Si sa anche però che il teste principale d’accusa Ahmed Ali Rage detto Jelle non testimoniò neanche al processo di primo grado perché venti giorni prima dell’arrivo a Roma di Hashi Omar Assan si era già reso irreperibile e che il secondo testimone è morto dopo la condanna definitiva di Hashi. Si sa che la sentenza di assoluzione (primo processo) di Hashi Omar Assan definirà tutto il procedimento come «la costruzione di un capro espiatorio» stante che «il caso Alpi pesava come un macigno nei rapporti tra Italia e Somalia» e stante che «alcune piste potrebbero portare a ritenere che la Alpi sia stata uccisa, a causa di quello che aveva scoperto, per ordine di Ali Mahdi e di Mugne (presidente della Shifco, società a cui appartenevano i pescherecci, compresa la Fara Omar sequestrata a Bosaso e su cui Ilaria stava indagando, n.d.r.)».

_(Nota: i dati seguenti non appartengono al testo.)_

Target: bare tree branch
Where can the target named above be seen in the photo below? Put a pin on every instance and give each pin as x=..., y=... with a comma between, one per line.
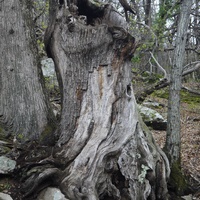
x=159, y=66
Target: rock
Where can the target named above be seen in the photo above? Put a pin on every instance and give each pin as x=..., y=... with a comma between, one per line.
x=51, y=194
x=152, y=118
x=152, y=104
x=6, y=165
x=4, y=196
x=188, y=197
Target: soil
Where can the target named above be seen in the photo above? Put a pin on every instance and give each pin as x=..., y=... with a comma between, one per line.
x=190, y=141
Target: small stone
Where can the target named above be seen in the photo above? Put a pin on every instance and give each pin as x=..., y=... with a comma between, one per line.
x=4, y=196
x=6, y=165
x=51, y=194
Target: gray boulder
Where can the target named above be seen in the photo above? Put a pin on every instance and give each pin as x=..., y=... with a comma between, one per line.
x=4, y=196
x=51, y=193
x=6, y=165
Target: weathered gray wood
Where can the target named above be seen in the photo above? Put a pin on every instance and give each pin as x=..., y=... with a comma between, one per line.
x=24, y=111
x=108, y=151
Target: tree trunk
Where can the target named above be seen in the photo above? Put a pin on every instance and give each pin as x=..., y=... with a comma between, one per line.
x=24, y=111
x=107, y=152
x=173, y=139
x=173, y=129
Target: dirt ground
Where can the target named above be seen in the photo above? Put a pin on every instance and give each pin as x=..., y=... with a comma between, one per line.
x=190, y=141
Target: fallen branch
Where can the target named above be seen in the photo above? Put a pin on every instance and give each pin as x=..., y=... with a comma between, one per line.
x=140, y=96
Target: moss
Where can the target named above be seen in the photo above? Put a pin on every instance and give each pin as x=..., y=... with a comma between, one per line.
x=47, y=136
x=177, y=181
x=185, y=96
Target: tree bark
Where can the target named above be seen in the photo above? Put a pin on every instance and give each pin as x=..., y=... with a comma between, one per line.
x=24, y=111
x=107, y=152
x=173, y=139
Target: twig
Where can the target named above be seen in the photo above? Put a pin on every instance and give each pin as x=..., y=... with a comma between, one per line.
x=160, y=67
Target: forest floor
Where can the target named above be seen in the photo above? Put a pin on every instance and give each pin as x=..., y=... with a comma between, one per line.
x=190, y=139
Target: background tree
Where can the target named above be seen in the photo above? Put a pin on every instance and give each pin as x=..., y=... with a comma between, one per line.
x=103, y=149
x=173, y=140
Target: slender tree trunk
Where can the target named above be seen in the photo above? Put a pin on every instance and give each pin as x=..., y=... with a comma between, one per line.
x=173, y=130
x=24, y=112
x=108, y=153
x=173, y=139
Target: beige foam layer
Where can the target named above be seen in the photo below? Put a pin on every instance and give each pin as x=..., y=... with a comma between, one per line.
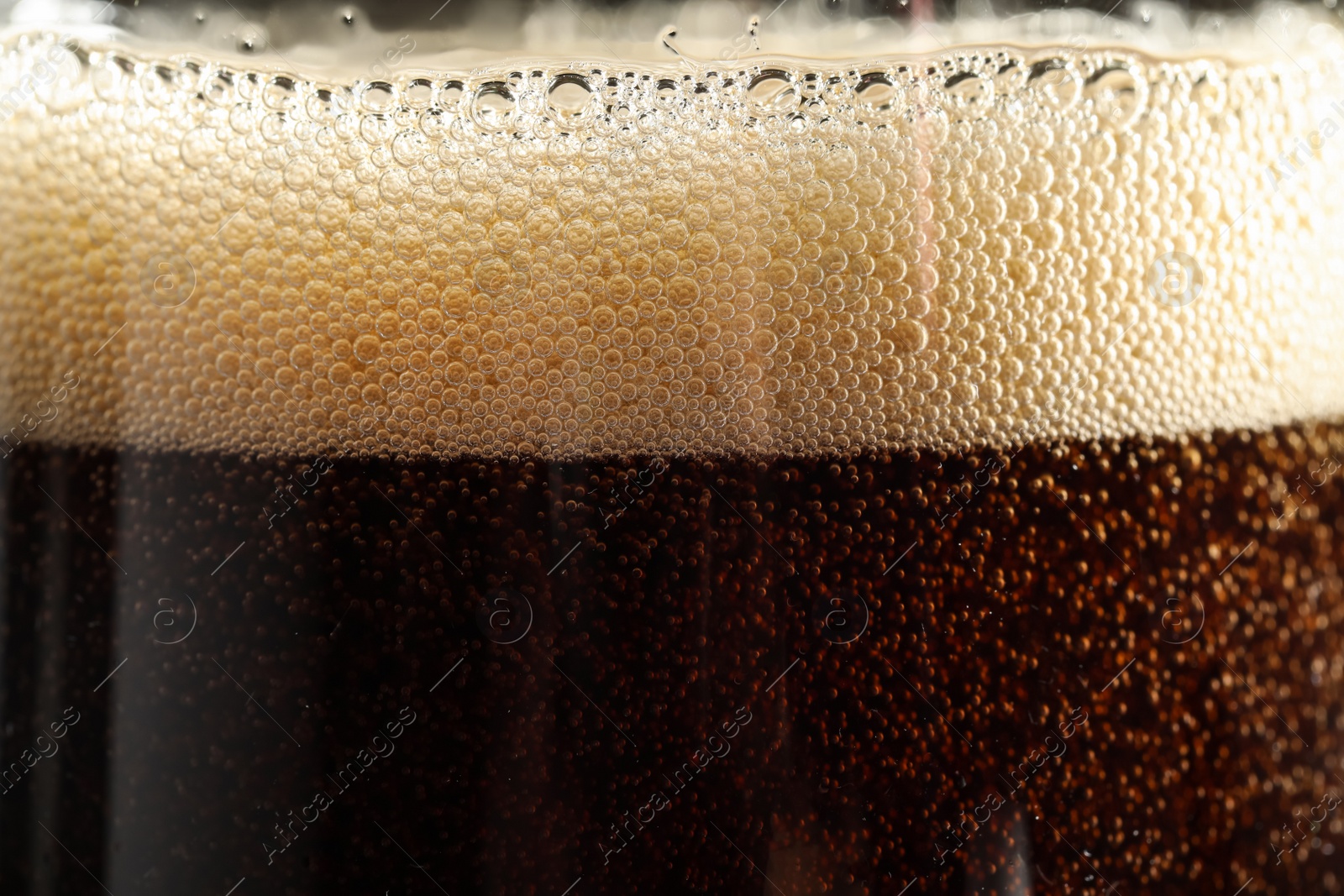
x=990, y=248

Si sa che la sentenza di condanna all’ergastolo di Hashi (secondo processo), nelle sue motivazioni, indica un solo movente di quella che definisce una esecuzione premeditata e organizzata. «... e che questi scopi siano da individuarsi nella eliminazione e definitiva tacitazione della Alpi e di chi collaborava professionalmente con la giornalista perché divenuta costei estremamente “scomoda” per qualcuno è ipotesi non seriamente contestabile (...). Gli argomenti trattati dalla giornalista durante il colloquio avuto poco prima della sua partenza per Bosaso con Faduma Mohamed Mamud nonché quelli oggetto dell’intervista con il sultano di Bosaso difficoltosamente ottenuta, l’interesse dimostrato in relazione al sequestro della nave della società Shifco, la visita dei pozzi oggetto di uno scandalo connesso con la cooperazione, il tenore della telefonata intercorsa tra la Alpi e il suo caporedattore Massimo Loche nel corso della quale la giornalista aveva anticipato al collega di avere in mano cose molto grosse... sono tutte circostanze che inducono fondatamente a ritenere che Ilaria Alpi avesse nella sua attività di giornalista scoperto fatti ed attività connesse con traffici illeciti di vasto ambito (...)».
Si sa che una Commissione parlamentare d’inchiesta si è insediata il 21 gennaio 2004 con il mandato di verificare la dinamica dei fatti, le cause ed i motivi che hanno portato al duplice omicidio (...), esaminare e valutare le possibili connessioni tra l’omicidio, i traffici illeciti di armi e di rifiuti tossici e l’azione di cooperazione allo sviluppo condotta dallo Stato italiano in Somalia; analizzare le modalità, la completezza e l’attendibilità dell’operato delle amministrazioni dello Stato, anche in relazione alle inchieste della magistratura.
Si sa che la Commissione e il suo Presidente, Onorevole Carlo Taormina, stanno lavorando con grande impegno consapevoli anche dell’attesa che c’è nei confronti dei risultati dell’inchiesta che si sta sviluppando e che saranno resi noti entro l’anno. Si sa che senza l’impegno e la determinazione di Luciana e Giorgio Alpi questo «caso» sarebbe chiuso da anni. Sono tutte cose quelle dette fin qui che, più o meno, si sanno. Ma chi era Ilaria Alpi?
Chi era lei, la donna, la giornalista. (...) L’associazione «DonnaSi» che promuove questa pubblicazione ha come mission principale quella di far crescere forza femminile, di valorizzare, fare conoscere profili di donne di talento in vari campi. (...) La prima pubblicazione è dedicata a Ilaria (...). Nel 1999 pubblicammo un altro libro: L’esecuzione, inchiesta sull’uccisione di Ilaria Alpi e Miran Hrovatin (...). Da allora sono passati altri sei anni. Forse la verità è più vicina. E anche noi che cosa vogliamo? Nient’altro che la verità, tutta la verità. In «chi era Ilaria» c’è la verità.